南知意晚上做噩夢了,被嚇得驚叫一聲醒過來。
“沒事,爸爸在這里,不用害怕。”
秦洛陽居然也醒了,連忙來到她身邊,拍了拍她的后背安撫。
南知意睜著大眼睛,目光怔怔地望著他,似乎還沒有從噩夢中清醒過來。
秦洛陽看到她這副模樣嘆了口氣,摟著她的肩再次安撫道:“別怕,有爸爸在,不會讓你受到傷害。”
這一刻,他很希望自己生的是個兒子,而不是女兒。
倒不是覺得兒子有多好,至少面對這種情況時,對兒子他就不會這么心疼和擔憂。
現在面對女兒的恐懼,他是真的很心疼。
“爸爸,我不怕,現在已經沒事了。”
南知意終于回過神,也拍了拍他的后背安撫著回應。
父女倆都睡不著了,聊了一會天。
謝晨倒是睡得安穩,還真是沒心沒肺,這種情況下竟還能呼呼大睡。
不過,能吃能睡也是好事。
過了一會,秦洛陽也對南知意說:“離天亮還早著呢,你再睡會兒。”
“爸爸,我去椅子上坐著,您在床上睡一會吧!”南知意提議。
秦洛陽按著她的肩膀,讓她躺下,給她蓋好被子說:“別說話了,早點睡。”
下半夜南知意就睡得安穩多了,一覺睡到天亮。
天亮后沒過多久,傭人又過來送早餐。
謝晨猶豫著要不要吃,他擔心下毒。
秦洛陽望著他糾結的表情,嗤笑一聲沒理他,叫女兒坐下來吃早飯。
“秦叔,這次您不怕下毒了?”
謝晨連忙問他。
秦洛陽翻了個白眼說:“都已經談好了,他再下毒還有意義嗎?”
“也對,那可以放心吃了。

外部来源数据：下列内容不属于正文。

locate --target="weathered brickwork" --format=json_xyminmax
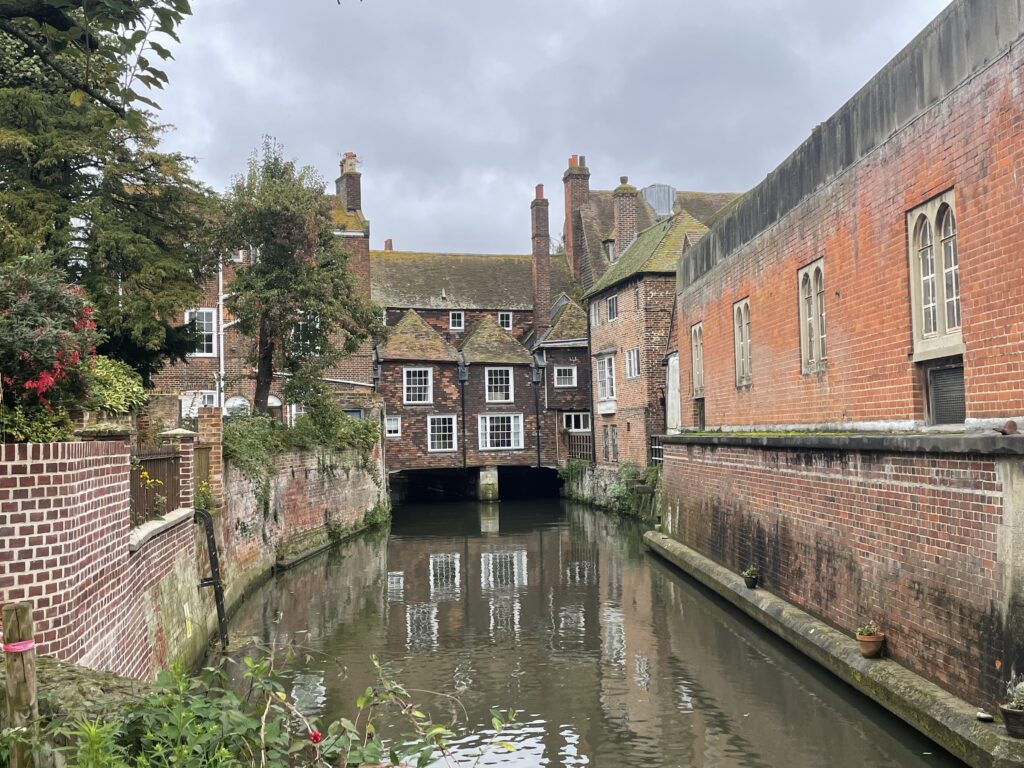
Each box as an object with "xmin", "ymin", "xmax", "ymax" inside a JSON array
[
  {"xmin": 462, "ymin": 364, "xmax": 549, "ymax": 468},
  {"xmin": 675, "ymin": 22, "xmax": 1024, "ymax": 429},
  {"xmin": 590, "ymin": 275, "xmax": 674, "ymax": 466},
  {"xmin": 380, "ymin": 362, "xmax": 463, "ymax": 470},
  {"xmin": 660, "ymin": 439, "xmax": 1023, "ymax": 708}
]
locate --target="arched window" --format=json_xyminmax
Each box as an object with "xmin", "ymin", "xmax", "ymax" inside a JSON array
[
  {"xmin": 742, "ymin": 303, "xmax": 751, "ymax": 380},
  {"xmin": 814, "ymin": 266, "xmax": 826, "ymax": 361},
  {"xmin": 801, "ymin": 273, "xmax": 815, "ymax": 363},
  {"xmin": 939, "ymin": 205, "xmax": 960, "ymax": 330},
  {"xmin": 734, "ymin": 299, "xmax": 751, "ymax": 386},
  {"xmin": 918, "ymin": 216, "xmax": 937, "ymax": 336},
  {"xmin": 224, "ymin": 396, "xmax": 251, "ymax": 417},
  {"xmin": 691, "ymin": 324, "xmax": 704, "ymax": 396}
]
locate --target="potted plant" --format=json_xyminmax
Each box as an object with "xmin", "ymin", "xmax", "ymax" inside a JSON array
[
  {"xmin": 741, "ymin": 564, "xmax": 759, "ymax": 589},
  {"xmin": 1001, "ymin": 677, "xmax": 1024, "ymax": 738},
  {"xmin": 856, "ymin": 620, "xmax": 885, "ymax": 658}
]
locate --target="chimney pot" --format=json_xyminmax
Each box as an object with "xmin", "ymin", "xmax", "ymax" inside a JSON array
[
  {"xmin": 569, "ymin": 155, "xmax": 578, "ymax": 168},
  {"xmin": 384, "ymin": 238, "xmax": 393, "ymax": 251},
  {"xmin": 620, "ymin": 176, "xmax": 628, "ymax": 185},
  {"xmin": 535, "ymin": 184, "xmax": 544, "ymax": 200},
  {"xmin": 579, "ymin": 155, "xmax": 586, "ymax": 167}
]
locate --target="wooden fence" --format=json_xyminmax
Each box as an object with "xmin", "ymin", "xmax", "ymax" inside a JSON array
[
  {"xmin": 568, "ymin": 432, "xmax": 593, "ymax": 460},
  {"xmin": 194, "ymin": 445, "xmax": 211, "ymax": 484},
  {"xmin": 129, "ymin": 447, "xmax": 180, "ymax": 526}
]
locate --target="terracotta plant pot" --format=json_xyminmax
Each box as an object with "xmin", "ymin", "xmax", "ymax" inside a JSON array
[
  {"xmin": 1000, "ymin": 705, "xmax": 1024, "ymax": 738},
  {"xmin": 857, "ymin": 633, "xmax": 885, "ymax": 658},
  {"xmin": 743, "ymin": 575, "xmax": 758, "ymax": 589}
]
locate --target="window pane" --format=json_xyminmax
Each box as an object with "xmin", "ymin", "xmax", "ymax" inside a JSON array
[
  {"xmin": 919, "ymin": 219, "xmax": 937, "ymax": 335},
  {"xmin": 486, "ymin": 368, "xmax": 512, "ymax": 402},
  {"xmin": 814, "ymin": 268, "xmax": 826, "ymax": 360},
  {"xmin": 429, "ymin": 416, "xmax": 455, "ymax": 450},
  {"xmin": 404, "ymin": 369, "xmax": 431, "ymax": 402},
  {"xmin": 941, "ymin": 209, "xmax": 960, "ymax": 330},
  {"xmin": 802, "ymin": 274, "xmax": 814, "ymax": 363}
]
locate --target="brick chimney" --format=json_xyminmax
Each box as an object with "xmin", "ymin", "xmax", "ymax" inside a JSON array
[
  {"xmin": 335, "ymin": 152, "xmax": 361, "ymax": 212},
  {"xmin": 562, "ymin": 154, "xmax": 590, "ymax": 280},
  {"xmin": 384, "ymin": 238, "xmax": 393, "ymax": 251},
  {"xmin": 612, "ymin": 175, "xmax": 639, "ymax": 259},
  {"xmin": 532, "ymin": 184, "xmax": 551, "ymax": 341}
]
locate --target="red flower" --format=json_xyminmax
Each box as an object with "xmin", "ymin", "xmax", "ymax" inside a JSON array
[{"xmin": 309, "ymin": 730, "xmax": 322, "ymax": 744}]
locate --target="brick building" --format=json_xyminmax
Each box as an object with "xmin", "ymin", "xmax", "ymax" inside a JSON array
[
  {"xmin": 151, "ymin": 153, "xmax": 376, "ymax": 426},
  {"xmin": 659, "ymin": 0, "xmax": 1024, "ymax": 710},
  {"xmin": 585, "ymin": 178, "xmax": 738, "ymax": 467}
]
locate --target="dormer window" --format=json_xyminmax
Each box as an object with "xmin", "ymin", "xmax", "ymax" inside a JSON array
[{"xmin": 605, "ymin": 240, "xmax": 616, "ymax": 262}]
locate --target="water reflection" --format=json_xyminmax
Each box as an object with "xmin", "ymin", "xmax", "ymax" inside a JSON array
[{"xmin": 225, "ymin": 500, "xmax": 964, "ymax": 768}]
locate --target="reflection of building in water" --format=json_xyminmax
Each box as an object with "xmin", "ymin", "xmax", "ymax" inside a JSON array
[
  {"xmin": 558, "ymin": 604, "xmax": 586, "ymax": 642},
  {"xmin": 602, "ymin": 605, "xmax": 626, "ymax": 668},
  {"xmin": 480, "ymin": 549, "xmax": 528, "ymax": 590},
  {"xmin": 488, "ymin": 594, "xmax": 522, "ymax": 639},
  {"xmin": 564, "ymin": 559, "xmax": 596, "ymax": 586},
  {"xmin": 387, "ymin": 571, "xmax": 405, "ymax": 602},
  {"xmin": 429, "ymin": 553, "xmax": 461, "ymax": 601},
  {"xmin": 405, "ymin": 602, "xmax": 439, "ymax": 650}
]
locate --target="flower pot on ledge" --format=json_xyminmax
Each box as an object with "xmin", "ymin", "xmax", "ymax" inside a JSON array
[
  {"xmin": 743, "ymin": 575, "xmax": 758, "ymax": 589},
  {"xmin": 1000, "ymin": 705, "xmax": 1024, "ymax": 738},
  {"xmin": 856, "ymin": 633, "xmax": 885, "ymax": 658}
]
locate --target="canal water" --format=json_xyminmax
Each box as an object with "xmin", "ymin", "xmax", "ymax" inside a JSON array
[{"xmin": 226, "ymin": 499, "xmax": 963, "ymax": 767}]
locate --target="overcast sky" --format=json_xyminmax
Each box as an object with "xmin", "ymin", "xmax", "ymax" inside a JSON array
[{"xmin": 157, "ymin": 0, "xmax": 951, "ymax": 255}]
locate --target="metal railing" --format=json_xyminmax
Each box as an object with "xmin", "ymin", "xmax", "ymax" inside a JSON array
[
  {"xmin": 130, "ymin": 447, "xmax": 180, "ymax": 526},
  {"xmin": 649, "ymin": 436, "xmax": 664, "ymax": 465},
  {"xmin": 568, "ymin": 432, "xmax": 593, "ymax": 460}
]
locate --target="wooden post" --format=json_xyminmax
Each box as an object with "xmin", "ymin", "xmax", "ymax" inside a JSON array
[{"xmin": 3, "ymin": 602, "xmax": 39, "ymax": 768}]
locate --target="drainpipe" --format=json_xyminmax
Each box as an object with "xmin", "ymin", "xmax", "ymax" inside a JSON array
[
  {"xmin": 217, "ymin": 262, "xmax": 224, "ymax": 410},
  {"xmin": 458, "ymin": 359, "xmax": 468, "ymax": 469}
]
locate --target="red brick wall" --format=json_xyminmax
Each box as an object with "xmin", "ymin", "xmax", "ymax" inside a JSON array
[
  {"xmin": 661, "ymin": 438, "xmax": 1023, "ymax": 708},
  {"xmin": 590, "ymin": 275, "xmax": 674, "ymax": 466},
  {"xmin": 676, "ymin": 39, "xmax": 1024, "ymax": 428}
]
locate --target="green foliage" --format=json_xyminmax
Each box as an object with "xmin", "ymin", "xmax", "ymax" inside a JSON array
[
  {"xmin": 222, "ymin": 415, "xmax": 283, "ymax": 501},
  {"xmin": 1006, "ymin": 677, "xmax": 1024, "ymax": 710},
  {"xmin": 606, "ymin": 462, "xmax": 661, "ymax": 520},
  {"xmin": 0, "ymin": 404, "xmax": 75, "ymax": 443},
  {"xmin": 87, "ymin": 356, "xmax": 147, "ymax": 414},
  {"xmin": 741, "ymin": 564, "xmax": 759, "ymax": 579},
  {"xmin": 363, "ymin": 501, "xmax": 391, "ymax": 529},
  {"xmin": 2, "ymin": 653, "xmax": 520, "ymax": 767},
  {"xmin": 220, "ymin": 137, "xmax": 382, "ymax": 413},
  {"xmin": 856, "ymin": 620, "xmax": 882, "ymax": 637},
  {"xmin": 557, "ymin": 458, "xmax": 589, "ymax": 483},
  {"xmin": 193, "ymin": 480, "xmax": 215, "ymax": 512}
]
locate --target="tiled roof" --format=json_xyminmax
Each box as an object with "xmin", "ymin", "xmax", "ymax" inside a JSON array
[
  {"xmin": 370, "ymin": 251, "xmax": 573, "ymax": 310},
  {"xmin": 377, "ymin": 310, "xmax": 459, "ymax": 362},
  {"xmin": 538, "ymin": 294, "xmax": 588, "ymax": 344},
  {"xmin": 459, "ymin": 315, "xmax": 534, "ymax": 365},
  {"xmin": 328, "ymin": 197, "xmax": 367, "ymax": 232},
  {"xmin": 674, "ymin": 191, "xmax": 742, "ymax": 226},
  {"xmin": 586, "ymin": 211, "xmax": 707, "ymax": 297}
]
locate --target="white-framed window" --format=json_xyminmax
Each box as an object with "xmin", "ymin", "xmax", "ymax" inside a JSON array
[
  {"xmin": 563, "ymin": 412, "xmax": 591, "ymax": 432},
  {"xmin": 605, "ymin": 240, "xmax": 616, "ymax": 263},
  {"xmin": 589, "ymin": 302, "xmax": 600, "ymax": 327},
  {"xmin": 733, "ymin": 299, "xmax": 751, "ymax": 387},
  {"xmin": 385, "ymin": 415, "xmax": 402, "ymax": 438},
  {"xmin": 498, "ymin": 312, "xmax": 513, "ymax": 331},
  {"xmin": 224, "ymin": 395, "xmax": 251, "ymax": 417},
  {"xmin": 229, "ymin": 248, "xmax": 246, "ymax": 263},
  {"xmin": 597, "ymin": 355, "xmax": 616, "ymax": 400},
  {"xmin": 480, "ymin": 549, "xmax": 529, "ymax": 590},
  {"xmin": 907, "ymin": 191, "xmax": 962, "ymax": 360},
  {"xmin": 478, "ymin": 413, "xmax": 524, "ymax": 450},
  {"xmin": 403, "ymin": 367, "xmax": 433, "ymax": 404},
  {"xmin": 691, "ymin": 323, "xmax": 704, "ymax": 397},
  {"xmin": 606, "ymin": 295, "xmax": 618, "ymax": 321},
  {"xmin": 485, "ymin": 367, "xmax": 514, "ymax": 403},
  {"xmin": 427, "ymin": 414, "xmax": 457, "ymax": 452},
  {"xmin": 185, "ymin": 308, "xmax": 216, "ymax": 356},
  {"xmin": 450, "ymin": 311, "xmax": 464, "ymax": 331},
  {"xmin": 429, "ymin": 553, "xmax": 461, "ymax": 601},
  {"xmin": 292, "ymin": 313, "xmax": 321, "ymax": 357},
  {"xmin": 288, "ymin": 402, "xmax": 307, "ymax": 426},
  {"xmin": 180, "ymin": 390, "xmax": 217, "ymax": 419},
  {"xmin": 798, "ymin": 259, "xmax": 826, "ymax": 373},
  {"xmin": 553, "ymin": 366, "xmax": 577, "ymax": 388},
  {"xmin": 625, "ymin": 348, "xmax": 640, "ymax": 379}
]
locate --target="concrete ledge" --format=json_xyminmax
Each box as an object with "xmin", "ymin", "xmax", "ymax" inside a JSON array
[
  {"xmin": 129, "ymin": 507, "xmax": 194, "ymax": 553},
  {"xmin": 660, "ymin": 431, "xmax": 1024, "ymax": 456},
  {"xmin": 643, "ymin": 531, "xmax": 1024, "ymax": 768}
]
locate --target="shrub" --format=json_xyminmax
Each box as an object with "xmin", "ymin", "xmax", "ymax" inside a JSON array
[{"xmin": 86, "ymin": 356, "xmax": 147, "ymax": 415}]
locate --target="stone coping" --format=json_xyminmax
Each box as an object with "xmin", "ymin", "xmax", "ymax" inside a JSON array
[
  {"xmin": 128, "ymin": 507, "xmax": 194, "ymax": 553},
  {"xmin": 643, "ymin": 531, "xmax": 1024, "ymax": 768},
  {"xmin": 660, "ymin": 431, "xmax": 1024, "ymax": 456}
]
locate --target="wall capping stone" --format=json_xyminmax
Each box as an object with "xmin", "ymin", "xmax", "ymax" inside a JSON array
[
  {"xmin": 661, "ymin": 432, "xmax": 1024, "ymax": 456},
  {"xmin": 128, "ymin": 507, "xmax": 195, "ymax": 553}
]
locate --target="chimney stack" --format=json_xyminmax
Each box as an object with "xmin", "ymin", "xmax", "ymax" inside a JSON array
[
  {"xmin": 532, "ymin": 184, "xmax": 551, "ymax": 341},
  {"xmin": 562, "ymin": 154, "xmax": 590, "ymax": 281},
  {"xmin": 613, "ymin": 175, "xmax": 639, "ymax": 259},
  {"xmin": 336, "ymin": 151, "xmax": 361, "ymax": 213},
  {"xmin": 384, "ymin": 238, "xmax": 393, "ymax": 251}
]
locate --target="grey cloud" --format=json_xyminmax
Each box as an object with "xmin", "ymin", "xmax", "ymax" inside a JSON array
[{"xmin": 158, "ymin": 0, "xmax": 951, "ymax": 254}]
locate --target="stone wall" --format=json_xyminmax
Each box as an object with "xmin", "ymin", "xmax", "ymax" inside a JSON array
[{"xmin": 660, "ymin": 434, "xmax": 1024, "ymax": 709}]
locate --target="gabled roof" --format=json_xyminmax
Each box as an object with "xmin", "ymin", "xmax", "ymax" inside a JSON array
[
  {"xmin": 377, "ymin": 310, "xmax": 459, "ymax": 362},
  {"xmin": 674, "ymin": 191, "xmax": 742, "ymax": 226},
  {"xmin": 586, "ymin": 211, "xmax": 708, "ymax": 297},
  {"xmin": 459, "ymin": 315, "xmax": 533, "ymax": 365},
  {"xmin": 536, "ymin": 294, "xmax": 587, "ymax": 345},
  {"xmin": 370, "ymin": 251, "xmax": 573, "ymax": 310}
]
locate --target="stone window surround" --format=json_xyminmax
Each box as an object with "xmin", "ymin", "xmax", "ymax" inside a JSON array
[
  {"xmin": 798, "ymin": 258, "xmax": 827, "ymax": 374},
  {"xmin": 691, "ymin": 323, "xmax": 704, "ymax": 398},
  {"xmin": 733, "ymin": 298, "xmax": 752, "ymax": 388},
  {"xmin": 907, "ymin": 189, "xmax": 963, "ymax": 362}
]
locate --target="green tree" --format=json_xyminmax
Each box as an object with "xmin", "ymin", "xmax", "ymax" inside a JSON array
[
  {"xmin": 222, "ymin": 138, "xmax": 381, "ymax": 413},
  {"xmin": 0, "ymin": 28, "xmax": 219, "ymax": 383}
]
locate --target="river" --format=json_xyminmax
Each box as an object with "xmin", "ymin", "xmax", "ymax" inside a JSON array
[{"xmin": 225, "ymin": 498, "xmax": 964, "ymax": 767}]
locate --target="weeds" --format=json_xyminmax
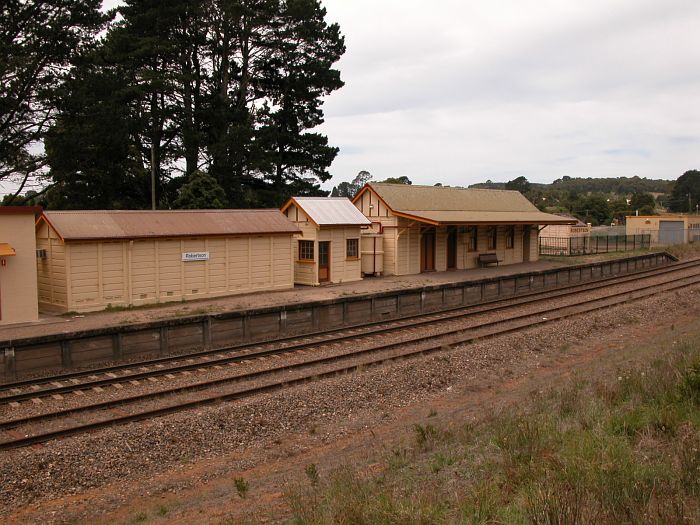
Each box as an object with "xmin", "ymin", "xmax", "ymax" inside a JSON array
[
  {"xmin": 233, "ymin": 477, "xmax": 249, "ymax": 499},
  {"xmin": 286, "ymin": 334, "xmax": 700, "ymax": 524},
  {"xmin": 305, "ymin": 463, "xmax": 319, "ymax": 486},
  {"xmin": 413, "ymin": 423, "xmax": 439, "ymax": 452}
]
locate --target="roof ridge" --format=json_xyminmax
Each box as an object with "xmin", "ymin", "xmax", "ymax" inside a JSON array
[
  {"xmin": 369, "ymin": 182, "xmax": 521, "ymax": 193},
  {"xmin": 44, "ymin": 209, "xmax": 279, "ymax": 214}
]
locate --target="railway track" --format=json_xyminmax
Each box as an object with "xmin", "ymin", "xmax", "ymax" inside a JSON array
[
  {"xmin": 1, "ymin": 258, "xmax": 699, "ymax": 449},
  {"xmin": 1, "ymin": 257, "xmax": 696, "ymax": 403}
]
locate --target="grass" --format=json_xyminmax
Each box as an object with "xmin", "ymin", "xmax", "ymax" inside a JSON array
[
  {"xmin": 234, "ymin": 477, "xmax": 249, "ymax": 499},
  {"xmin": 541, "ymin": 240, "xmax": 700, "ymax": 267},
  {"xmin": 540, "ymin": 248, "xmax": 654, "ymax": 266},
  {"xmin": 286, "ymin": 335, "xmax": 700, "ymax": 524},
  {"xmin": 665, "ymin": 241, "xmax": 700, "ymax": 260}
]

”
謝晨也趕緊拿起刀叉吃早餐。
早餐倒是吃得很一般,跟晚餐差別大了。
不過,他們此刻被囚禁在這里,本就沒有選擇的余地,因此也都老老實實把東西吃完了。
毛杰聽聞他們的用餐情況,輕笑一聲說道:“秦洛陽果然不愧是梟雄,懂得識時務者為俊杰的道理。父親,他可比您那幾個親生兒子懂事多了。”
“啊啊啊。”
毛叔氣的握緊拳頭,不過今天有些說不出話了,只能發出單字音。
毛杰看到他口水都流出來了,于是親自拿了毛巾,給他擦拭嘴角。
一邊擦拭,一邊還心疼地說:“您身體不好,就不要這么容易激動。您看您,口水都流出來了,像個小孩一樣,以后可怎么辦。”
細心地擦完后,卻將污穢的毛巾又直接蓋在毛叔的臉上。
隨后起身出去了。
傭人等他走后,才將毛巾從毛叔的臉上拿下來,又給他擦了一遍。
毛杰去找南知意,既然要培養感情,自然是要相處的。
“我帶你出去走走?”
毛杰建議道。
秦洛陽說:“不行,必須在我跟前我才放心。”
毛杰嗤笑道:“秦先生,女兒談戀愛您也要看著,是不是管得太多了?您這樣,可是很容易招孩子厭煩。”
“我不厭煩,我很喜歡爸爸管著我。”南知意馬上說。
毛杰冷下臉說道:“可是我不想像動物園的猴子一樣,談個戀愛還要被圍觀。要么跟我出去,要么取消約定。”
“出去,我跟你出去。”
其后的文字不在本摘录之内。